Hi Mia, I have said this before and I will say it again, I DO NOT want my fashions paraded on a super skinny pre-pubescent, under developed tweens!! How on earth do they think it looks good? It is disturbing, and unattractive. Real stylish looks must be modelled by real women. Bring back the hour glass!! When are these fashion insiders going to get it?
It is time us Aussie Women stood up and told the rest of the world that we are no longer going to support the exploitation of these young girls. We are strong, healthy, intelligent women and we want similar women to be the ones modelling our fashions. Let’s ban super skinny underage girls on the catwalk and in mags, and I am sure the rest of the world will follow suit.
I admire you Mia for not being afraid to have a voice. And it’s a sane voice that’s like a breath fresh of air in such a crazy industry that gets caught up in the hype and seems to constantly forget reality (or not really give a rats about it). Thank you!
I agree with everyone’s comments … there’s absolutely no reason why we can’t have shapelier girls inside magazines, it’s really hard to see if an outfit is going to suit you when it’s on a beanpole. And it was great Mia that you started that trend, it’s a pity it wasn’t taken up by more mags … I know we like to see beautiful girls in the mags but not beanpoles. There’s a section in Shop til you Drop where they have everyday girls showing how to wear different outfits than they normally would, yes they are all pretty slim, but they are still ‘normal’ size and it’s nice to see how clothes fit, you can then assess if it’s a design you could even begin to think about trying on. Being curvy, I find it very difficult to purchase clothes in Australia (I love shopping in the US and I do every year because they cater for more variety of sizes, but we don’t have the luxury of the population to be able to do that here).
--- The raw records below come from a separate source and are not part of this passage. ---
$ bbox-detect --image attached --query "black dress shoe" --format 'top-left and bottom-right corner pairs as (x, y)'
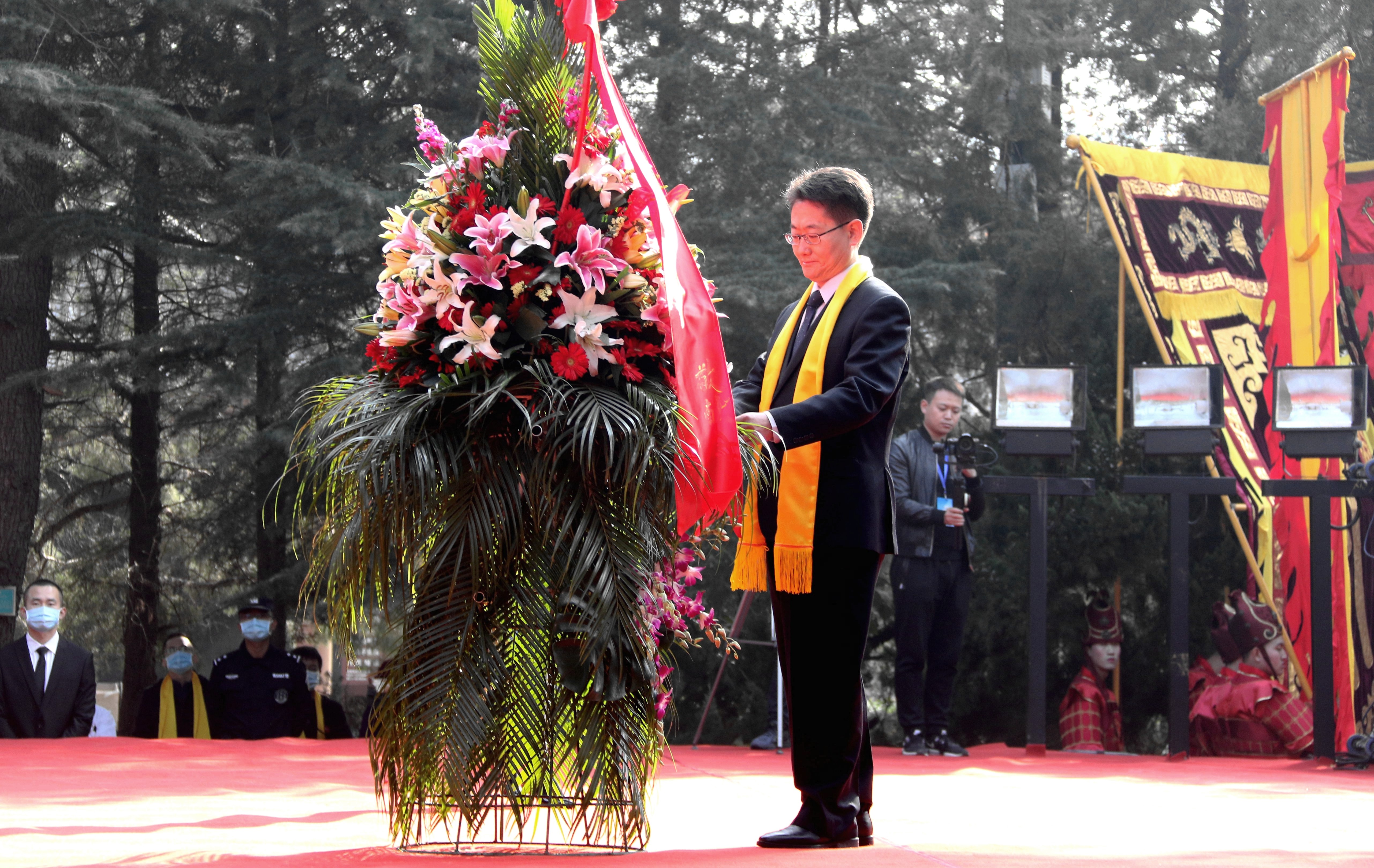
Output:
(758, 825), (859, 850)
(855, 810), (873, 847)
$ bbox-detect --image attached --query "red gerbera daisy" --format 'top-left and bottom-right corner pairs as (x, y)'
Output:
(548, 343), (587, 379)
(554, 205), (587, 244)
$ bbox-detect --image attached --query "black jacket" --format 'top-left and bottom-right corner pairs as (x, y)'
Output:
(0, 636), (95, 739)
(206, 643), (315, 739)
(734, 277), (911, 552)
(133, 673), (214, 739)
(892, 427), (984, 562)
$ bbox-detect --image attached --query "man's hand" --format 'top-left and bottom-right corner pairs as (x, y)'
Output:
(735, 413), (782, 444)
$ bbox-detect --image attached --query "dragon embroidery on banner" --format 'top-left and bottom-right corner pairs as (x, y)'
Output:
(1169, 206), (1222, 265)
(1231, 214), (1254, 271)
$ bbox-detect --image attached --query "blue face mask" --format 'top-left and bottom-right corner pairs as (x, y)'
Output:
(23, 606), (62, 630)
(165, 651), (195, 676)
(239, 618), (272, 641)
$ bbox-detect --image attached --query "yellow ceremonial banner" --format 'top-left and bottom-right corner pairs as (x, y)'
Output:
(1260, 48), (1368, 744)
(1069, 136), (1272, 593)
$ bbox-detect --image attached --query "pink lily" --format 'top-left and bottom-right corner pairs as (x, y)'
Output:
(639, 295), (673, 350)
(554, 224), (627, 293)
(448, 253), (510, 291)
(552, 284), (624, 374)
(388, 284), (434, 331)
(463, 211), (515, 255)
(437, 301), (501, 364)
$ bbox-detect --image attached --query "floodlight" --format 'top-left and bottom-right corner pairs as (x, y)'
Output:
(1274, 365), (1368, 459)
(993, 367), (1088, 456)
(1131, 365), (1224, 455)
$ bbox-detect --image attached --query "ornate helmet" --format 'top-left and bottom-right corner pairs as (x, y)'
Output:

But what I was thinking about the age of models, don’t we have, in Australia at least, a legal age that children can actually be working from? Isn’t it 15 and 9 months or something? If this is true, then why doesn’t it apply to the modelling/fashion industry? Wouldn’t it be constituted as child slave labour? I could be completely off the mark, I don’t have kids.
That’s the other issue within the fashion/modelling industry, they don’t appear to have to adhere to other strict workplace OH&S policies that organisations around the world have to. I had this same discussion with Zoe Edquist when she was advocating for tougher guidelines within the industry. They did make some positive progress which was good. But at the end of the day, why should a 14 year old be representing an adult program (can’t think of the right word, too early)?
Sorry, it’s a long post !
Since I sorta grew out of Cosmo I have been really liking Marie Claire and I thought it had integrity too. But, Mia makes a really good point here. And she would know!
I mean, I didn’t even have the body of these 14 year olds when I was 14! So why would that appeal to me now at 23?
I understand that they have to put celebrities on the cover to sell the mag but I wish that what was inside the mag was more realistic than the glossy cover.
Marie Claire at least has some integrity and I have never seen a super skinny model in there and I buy most issues. Kirstie Clements was in all the papers today going on about the model- vogue has to be the absolute worst the models are always super scary thin. Vogue USA is even worse!!